The aim of the present study was to determine the serum levels of vascular endothelial growth factor in animals in the course of pharmacological treatment against perianal gland neoplasms. Research material comprised of tumor tissue samples obtained from 30 dogs and blood drawn from dogs with tumors and control group animals. The neoplasm type was determined in accordance with the relevant WHO classification. Immunoenzimatic determination of VEGF levels in the blood sera was performed. In all studied animals suffering from tumors, pharmacological tamoxifen treatment was administered, at a dosage of 2 mg/kg bodyweight. The medication was administered for one month. In order to monitor the serum levels of 17-β-estradiol and VEGF, blood was drawn from sick animals three times (on the day of the diagnosis, as well as at one and six months after treatment). The VEGF determination assay was performed in accordance with the manufacturer's guidelines for the ELISA. In the studied group, 12 animals were diagnosed with hepatoid gland adenomas and 18 with hepatoid gland epitheliomas. Elevated VEGF levels were observed in the group of dogs with hepatoid gland ephithelioma in comparison with the control group. In the studied groups, a decrease in serum VEGF level and a complete remission of neoplastic lesions was observed one month after administering tamoxifen. The VEGF levels in dogs with hepatoid gland adenoma continued to decline with time. In the case of dogs with hepatoid gland epithelioma, after the initial drop one month after treatment, a rapid increase of the growth factor level was observed, which was significantly higher in animals suffering a relapse of the neoplastic disease (50% of dogs). A significant correlation was observed between 17-β-estradiol and VEGF levels in dogs with hepatoid gland epithelioma on the day of diagnosis (Rxy=0.64, p<0.05) and six months after treatment (Rxy=0.54, p<0.05). Conclusion: VEGF overexpresion observed six months after tamoxifen treatment may constitute a prognostic factor in terms of the progression of the neoplastic process. The level of VEGF correlates with the level of 17-β-estradiol in serum. Apart from anti-estrogen effects, tamoxifen also demonstrates anti-angiogenic activity.

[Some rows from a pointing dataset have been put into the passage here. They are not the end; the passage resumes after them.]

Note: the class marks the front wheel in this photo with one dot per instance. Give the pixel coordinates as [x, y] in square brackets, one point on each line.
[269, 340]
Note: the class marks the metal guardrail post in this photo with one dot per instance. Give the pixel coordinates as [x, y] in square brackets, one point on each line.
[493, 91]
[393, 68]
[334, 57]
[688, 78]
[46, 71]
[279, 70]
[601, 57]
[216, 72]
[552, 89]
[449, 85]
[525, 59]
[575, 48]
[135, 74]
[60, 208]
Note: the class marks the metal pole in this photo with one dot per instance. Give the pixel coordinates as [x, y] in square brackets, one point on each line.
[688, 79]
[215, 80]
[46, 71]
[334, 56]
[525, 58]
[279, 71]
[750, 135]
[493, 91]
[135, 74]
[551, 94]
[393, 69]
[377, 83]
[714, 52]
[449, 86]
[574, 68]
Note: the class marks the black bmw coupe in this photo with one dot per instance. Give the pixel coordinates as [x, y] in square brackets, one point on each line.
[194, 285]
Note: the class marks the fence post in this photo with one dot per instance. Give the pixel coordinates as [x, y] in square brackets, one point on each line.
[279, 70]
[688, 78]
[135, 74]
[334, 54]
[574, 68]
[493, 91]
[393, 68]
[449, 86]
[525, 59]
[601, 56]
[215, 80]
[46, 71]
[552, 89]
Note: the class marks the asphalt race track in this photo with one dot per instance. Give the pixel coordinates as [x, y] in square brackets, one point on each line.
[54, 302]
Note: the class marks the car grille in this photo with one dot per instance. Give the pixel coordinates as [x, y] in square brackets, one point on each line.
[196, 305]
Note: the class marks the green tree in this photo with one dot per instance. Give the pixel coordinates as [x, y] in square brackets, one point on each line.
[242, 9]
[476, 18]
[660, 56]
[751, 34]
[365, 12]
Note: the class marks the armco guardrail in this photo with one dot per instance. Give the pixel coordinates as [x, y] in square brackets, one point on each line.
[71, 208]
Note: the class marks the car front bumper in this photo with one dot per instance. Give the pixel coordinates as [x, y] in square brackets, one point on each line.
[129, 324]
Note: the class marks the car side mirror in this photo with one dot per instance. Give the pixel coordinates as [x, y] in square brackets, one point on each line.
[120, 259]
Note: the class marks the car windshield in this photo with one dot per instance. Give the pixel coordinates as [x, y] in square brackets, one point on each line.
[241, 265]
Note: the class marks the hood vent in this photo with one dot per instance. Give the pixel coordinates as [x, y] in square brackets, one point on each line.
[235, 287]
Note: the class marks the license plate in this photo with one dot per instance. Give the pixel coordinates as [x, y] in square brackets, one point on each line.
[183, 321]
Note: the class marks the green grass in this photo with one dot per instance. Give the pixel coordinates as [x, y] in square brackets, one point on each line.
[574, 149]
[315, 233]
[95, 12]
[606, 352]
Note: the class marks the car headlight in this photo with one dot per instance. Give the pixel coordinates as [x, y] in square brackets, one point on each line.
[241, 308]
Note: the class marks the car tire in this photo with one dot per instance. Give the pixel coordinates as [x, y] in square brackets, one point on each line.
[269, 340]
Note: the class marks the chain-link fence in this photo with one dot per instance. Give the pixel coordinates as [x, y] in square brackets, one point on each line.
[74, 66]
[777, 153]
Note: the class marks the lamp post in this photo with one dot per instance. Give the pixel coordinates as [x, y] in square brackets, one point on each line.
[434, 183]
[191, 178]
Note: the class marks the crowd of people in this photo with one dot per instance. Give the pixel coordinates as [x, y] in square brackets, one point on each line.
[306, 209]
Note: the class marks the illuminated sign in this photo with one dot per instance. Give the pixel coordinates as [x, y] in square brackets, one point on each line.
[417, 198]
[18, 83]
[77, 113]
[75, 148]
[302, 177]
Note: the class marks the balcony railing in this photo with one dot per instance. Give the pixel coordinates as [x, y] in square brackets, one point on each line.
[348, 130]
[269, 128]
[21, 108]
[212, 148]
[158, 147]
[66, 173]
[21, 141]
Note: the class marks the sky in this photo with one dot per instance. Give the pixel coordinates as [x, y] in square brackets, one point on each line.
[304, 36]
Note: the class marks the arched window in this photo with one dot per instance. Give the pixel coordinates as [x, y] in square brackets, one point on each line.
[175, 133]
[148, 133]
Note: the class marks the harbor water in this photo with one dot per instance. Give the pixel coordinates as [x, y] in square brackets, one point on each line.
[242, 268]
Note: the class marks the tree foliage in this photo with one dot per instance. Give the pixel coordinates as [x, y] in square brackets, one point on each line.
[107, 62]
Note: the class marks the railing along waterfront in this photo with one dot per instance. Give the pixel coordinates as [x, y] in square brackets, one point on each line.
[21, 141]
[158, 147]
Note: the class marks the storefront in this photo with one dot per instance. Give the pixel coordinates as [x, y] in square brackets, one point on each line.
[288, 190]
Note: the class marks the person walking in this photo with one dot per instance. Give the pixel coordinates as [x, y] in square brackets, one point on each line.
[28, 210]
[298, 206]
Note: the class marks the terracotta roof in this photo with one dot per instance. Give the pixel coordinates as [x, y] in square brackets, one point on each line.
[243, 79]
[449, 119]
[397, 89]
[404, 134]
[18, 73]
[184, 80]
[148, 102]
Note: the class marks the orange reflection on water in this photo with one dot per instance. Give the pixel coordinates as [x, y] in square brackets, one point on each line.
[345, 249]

本研究的目的是测定在针对肛周腺肿瘤进行药物治疗过程中动物血清中血管内皮生长因子的水平。研究材料包括从30只狗身上获取的肿瘤组织样本以及从患有肿瘤的狗和对照组动物身上抽取的血液。肿瘤类型根据世界卫生组织的相关分类确定。对血清中VEGF水平进行免疫酶法测定。在所有研究的患有肿瘤的动物中,给予他莫昔芬药物治疗,剂量为2mg/kg体重。给药一个月。为了监测17-β-雌二醇和VEGF的血清水平,从患病动物身上抽取三次血液(诊断当天以及治疗后1个月和6个月)。VEGF测定试验按照酶联免疫吸附测定(ELISA)试剂盒制造商的指南进行。在研究组中,12只动物被诊断为肝样腺腺瘤,18只被诊断为肝样腺上皮瘤。与对照组相比,肝样腺上皮瘤组的狗VEGF水平升高。在研究组中,给予他莫昔芬1个月后,血清VEGF水平下降,肿瘤病变完全缓解。肝样腺腺瘤狗的VEGF水平随时间持续下降。对于肝样腺上皮瘤的狗,在治疗1个月后最初下降后,观察到生长因子水平迅速升高,在肿瘤疾病复发的动物(50%的狗)中显著更高。在诊断当天(Rxy = 0.64,p < 0.05)和治疗后6个月(Rxy = 0.54,p < 0.05),肝样腺上皮瘤的狗中17-β-雌二醇和VEGF水平之间观察到显著相关性。结论:他莫昔芬治疗6个月后观察到的VEGF过表达可能构成肿瘤进程进展的一个预后因素。VEGF水平与血清中17-β-雌二醇水平相关。除了抗雌激素作用外,他莫昔芬还表现出抗血管生成活性。